Really, most nights I can take it, but some nights like tonight, I just don't have the energy. Telepathy's not a switch I can turn on and off. It's a struggle all the time. I draw strength from my bond with Eric and I'm pretty good at blocking most stuff out, but it takes more focus than I have on nights like these.
I'm worried about this whole @PrinceVladTepes situation, and I can tell Eric is too. @BrierFerrior is too, and I can't even block out his thoughts sometimes. I know @BrookeFerrior isn't pleased with him being involved in this mess, and I can't blame her. Not that it looks like I'll ever have kids of my own, but if I were ever pregnant, I think I'd be worried sick about my husband charging into such a dangerous situation. As it is, I'm scared for Eric. I've watched as the Prince almost tore his head from his body. I'd die before I'd let that happen to him again, or let anything else happen to him for that matter. I can't help but think of how much everyone has to lose in this. That kind of thinking can throw a telepath's focus off real easy.

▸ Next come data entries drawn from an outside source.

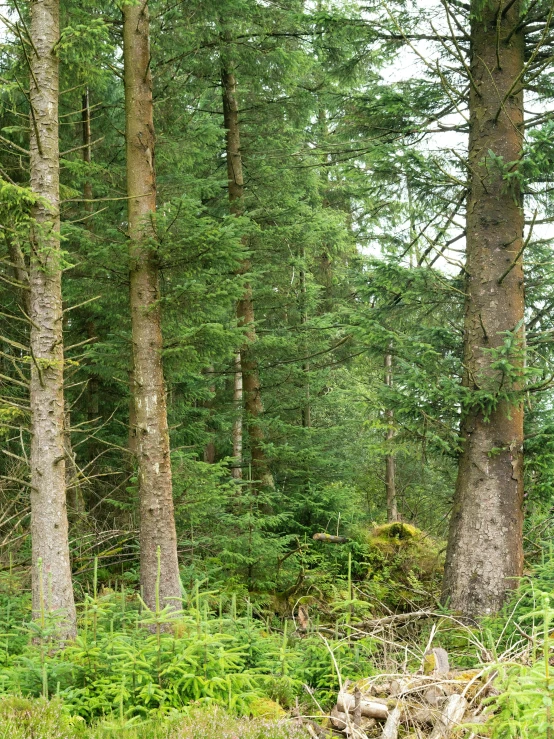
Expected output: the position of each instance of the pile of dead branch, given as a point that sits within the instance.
(434, 705)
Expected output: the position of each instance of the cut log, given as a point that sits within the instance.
(338, 719)
(346, 702)
(390, 729)
(330, 539)
(435, 662)
(434, 695)
(452, 714)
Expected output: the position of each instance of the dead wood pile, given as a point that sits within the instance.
(434, 705)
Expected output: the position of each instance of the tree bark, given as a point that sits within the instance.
(87, 149)
(51, 580)
(237, 424)
(157, 522)
(484, 552)
(245, 307)
(390, 466)
(209, 449)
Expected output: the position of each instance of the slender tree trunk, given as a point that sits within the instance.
(390, 466)
(245, 307)
(87, 148)
(484, 552)
(306, 409)
(237, 424)
(157, 522)
(52, 586)
(209, 449)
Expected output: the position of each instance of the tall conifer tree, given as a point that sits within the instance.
(157, 522)
(52, 586)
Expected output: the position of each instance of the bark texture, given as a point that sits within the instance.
(245, 307)
(52, 586)
(390, 466)
(237, 425)
(157, 522)
(484, 551)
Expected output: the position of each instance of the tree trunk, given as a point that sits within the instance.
(209, 449)
(87, 149)
(306, 409)
(245, 306)
(484, 552)
(52, 586)
(390, 466)
(157, 522)
(237, 424)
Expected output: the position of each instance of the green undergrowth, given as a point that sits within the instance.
(24, 718)
(131, 663)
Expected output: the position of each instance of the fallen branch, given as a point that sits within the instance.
(330, 539)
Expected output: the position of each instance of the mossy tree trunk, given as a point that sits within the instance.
(251, 389)
(157, 522)
(484, 555)
(51, 580)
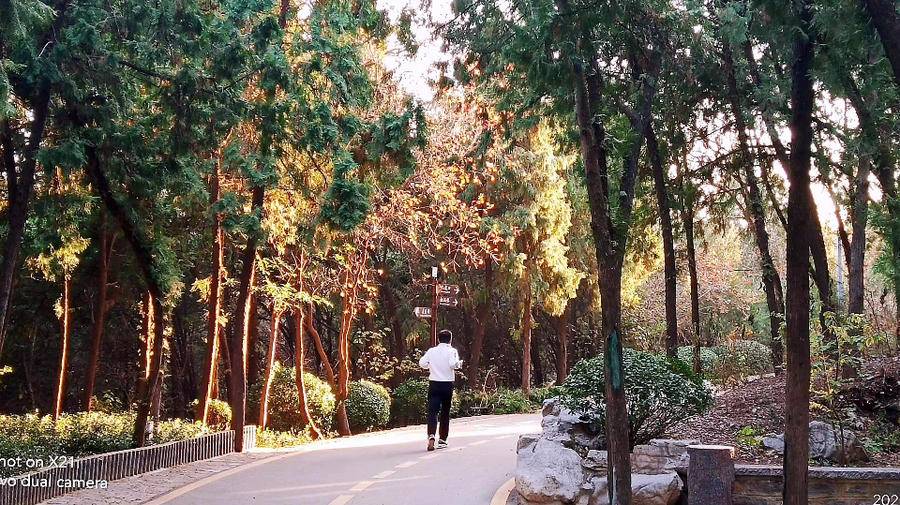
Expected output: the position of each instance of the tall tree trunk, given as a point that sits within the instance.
(770, 278)
(209, 376)
(482, 314)
(563, 334)
(800, 210)
(146, 261)
(665, 222)
(19, 189)
(320, 349)
(274, 326)
(65, 320)
(240, 330)
(687, 217)
(526, 336)
(883, 14)
(299, 371)
(99, 311)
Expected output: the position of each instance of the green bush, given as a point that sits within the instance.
(732, 361)
(368, 406)
(284, 410)
(219, 416)
(95, 432)
(658, 395)
(409, 403)
(178, 429)
(272, 439)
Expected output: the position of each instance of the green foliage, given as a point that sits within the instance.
(368, 406)
(271, 439)
(284, 411)
(409, 406)
(730, 362)
(658, 395)
(179, 429)
(748, 436)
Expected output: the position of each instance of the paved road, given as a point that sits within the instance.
(386, 468)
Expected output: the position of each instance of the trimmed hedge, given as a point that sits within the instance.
(368, 406)
(659, 393)
(284, 402)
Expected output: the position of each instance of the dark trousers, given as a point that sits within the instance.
(440, 394)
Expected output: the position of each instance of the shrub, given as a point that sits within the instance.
(219, 416)
(732, 361)
(658, 395)
(512, 401)
(178, 429)
(272, 439)
(95, 432)
(408, 405)
(284, 402)
(368, 406)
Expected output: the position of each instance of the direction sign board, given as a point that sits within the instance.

So I avoided it tonight. Maybe it was cowardly and maybe I was hiding, or maybe I saved Eric the stress of seeing me struggle for control over my own thoughts but, especially on such a busy Friday night, I just wouldn't be able to take it. Last thing anyone needs is me causing some sorta scene, anyway.
I can't wait for Eric to get home, though. I can't wait to hold him in my arms and comfort him, because I know he has the same fears I do. We're both worried not everyone will make it through this and that the wrong people will die. I can't wait to take his mind off some of those concerns, even though I share them. We find solace in each other, and if I can give my bonded even a bit of that since my nerves haven't been frayed from a night spent fending off other people's thoughts, it'll be worth not having spent the night at his side... almost.